Whether you’re founding a new law firm or expanding a current one, at some point or another, you may need to charge a contingency fee. 

State regulations govern certain aspects of contingency fees. However, there’s still a fair amount of fine-tuning involved in figuring out how much your firm should charge based on your geographic location, practice area, and other considerations.

What is a contingency fee?

If a lawyer successfully represents a client in a civil case and wins a settlement, a percentage of that amount may be paid to the lawyer as a contingency fee. This previously agreed-upon rate provides a strong incentive for the lawyer to win the case. It also allows clients with little or no money to have legal representation.

On the other hand, if the lawyer doesn’t win the case, then neither they nor the client gets paid—and yes, someone still has to foot the bill for the court fees. 

It is important that both the lawyer and the client understand and acknowledge (in writing!) that the contingency fee amount isn’t set by law but is instead negotiable.

Know your local rules

Contingency fee rules vary from state to state. Know your local requirements and check for changes once a year. Lawyers sometimes fail to monitor requirement updates, which over time, can lead to their practices being out of sync with state rules and result in ethics issues. If you’re not sure what the rules are, you can reach out to your local bar association or law society. 

It’s also worth noting that contingency fees apply to civil cases, not criminal ones. 

Consult with peers and mentors

In general, if a lawsuit is filed, contingency fees represent 40% of the settlement amount. If a lawsuit is not filed, contingency fees typically account for 33.33% of the settlement.

However, even with those generalities and the guardrails provided by state rules, contingency fees vary by locality and practice area. For the best sense of what your firm should charge, you’ll want to talk with peers and mentors in your area.

It may feel uncomfortable to ask, but some of them were likely once in your shoes. Just keep the conversation professional and let them know that you respect and understand their decision if they don’t feel comfortable disclosing how much they charge.

Stay on top of client agreements

A lawyer getting paid through a contingency fee always runs the risk of a client who, rightly or wrongly, refuses to pay the fee. Clients may even complain to the local bar or law society. 

To protect yourself against this, it’s essential to stay on top of client paperwork, including an Informed Consent Agreement. 

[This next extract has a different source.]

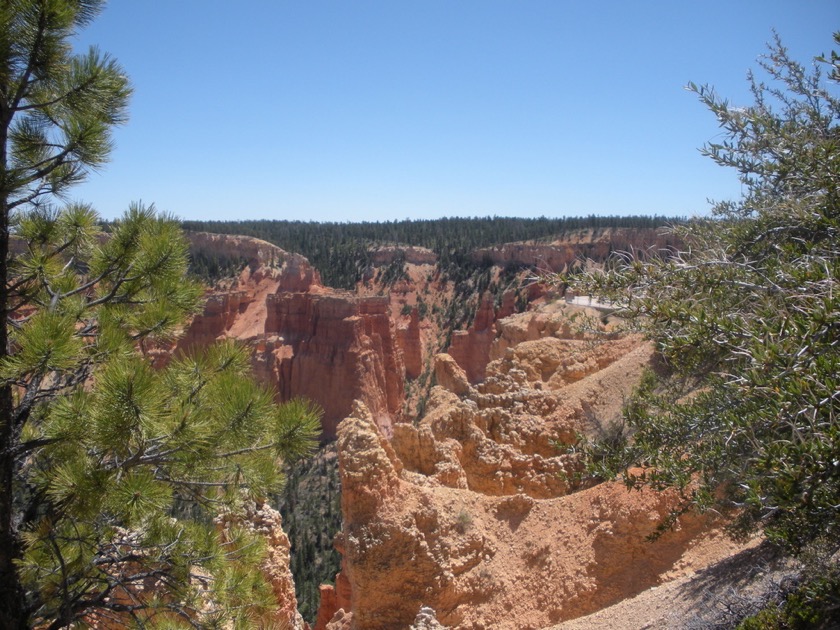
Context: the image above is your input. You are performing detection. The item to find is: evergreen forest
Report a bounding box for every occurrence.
[182,215,682,289]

While such paperwork often meant valuable work hours lost to administrative tasks in the past, today’s lawyers don’t have the same excuse. Your practice management system should offer automated document generation tools. Not only does this streamline the entire new client onboarding process, but it also means it’s easy to have an up-to-date, informed consent template for contingency fees. 

When you check your state rules for changes to contingency fee requirements each year, you can make any needed adjustments to the template at that time. You can move forward with peace of mind in knowing that current and accurate legal documents will support you, should a client try not to pay.

Contingency fees and your firm

Ultimately, in addition to general resources and state guidelines, we recommend talking with peers and mentors in your area to determine the correct contingency fee percentage for your firm.

And once you’ve set your fee, don’t forget to use your practice management system to help you keep client documents current so that you are better protected when it comes to getting paid!